GANs work by pitting Generator Neutral Networks against Discriminator Neutral Networks, and this adversarial concept can work with all machine learning models. Shallow methods can be used, but a deep neural network is required to really get the most out of a GAN. This is most evident when working with complex data such as executable files, images and video. Deep neural networks have power to represent complex functions that are used by both the generator and discriminator when detecting synthetic data.
GANs in Malware Detection
The ability of any machine learning system to detect malware is only as good as its training set. In light of this, the dataset used for training the system needs to be an exact representation of all the types of malware that has or can be detected. To stay effective, AI security training sets need to be constantly updated, and this is an area where GANs can help. Based on the distribution of existing data, GANs can generate new samples that will effectively increase the initial set with valuable data.
New types of malware are constantly being created, so GANs are uniquely positioned to help us learn about the data distribution and structure of unknown data. Using GANs in cyber-security can also help us learn about how new malware is generated.

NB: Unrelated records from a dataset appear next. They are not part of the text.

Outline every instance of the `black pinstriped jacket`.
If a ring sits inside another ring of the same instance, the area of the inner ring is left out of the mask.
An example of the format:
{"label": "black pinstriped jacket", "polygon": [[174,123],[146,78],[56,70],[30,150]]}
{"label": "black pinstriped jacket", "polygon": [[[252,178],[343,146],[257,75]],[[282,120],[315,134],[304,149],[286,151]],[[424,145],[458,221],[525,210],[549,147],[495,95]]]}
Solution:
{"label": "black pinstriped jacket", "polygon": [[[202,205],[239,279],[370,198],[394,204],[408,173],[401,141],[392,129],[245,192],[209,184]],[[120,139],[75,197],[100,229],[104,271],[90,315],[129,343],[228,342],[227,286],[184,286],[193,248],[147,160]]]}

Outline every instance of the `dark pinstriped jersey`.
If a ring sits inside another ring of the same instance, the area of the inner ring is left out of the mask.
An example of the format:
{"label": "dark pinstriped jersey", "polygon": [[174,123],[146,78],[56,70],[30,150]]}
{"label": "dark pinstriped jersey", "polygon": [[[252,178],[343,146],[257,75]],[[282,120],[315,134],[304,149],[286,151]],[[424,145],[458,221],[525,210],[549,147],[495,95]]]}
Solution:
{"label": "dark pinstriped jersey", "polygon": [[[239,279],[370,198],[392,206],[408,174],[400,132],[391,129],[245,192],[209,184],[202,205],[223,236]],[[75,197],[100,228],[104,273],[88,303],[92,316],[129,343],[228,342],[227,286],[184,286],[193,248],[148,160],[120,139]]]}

The GAN can do this by sampling provided data without the need for having a probability distribution model in place.
Security models can be further enhanced by feeding the GAN generated data back into the learning process. This increases the robustness of the system and increases the level of protection from adversarial attacks. This constant feedback loop lets security experts predict the actions of hackers and automated malevolent attacks. GANs are the latest tool in the AI toolbox and they have increased the sophistication of cyber-attacks but also provided the technology needed for smart and proactive security systems.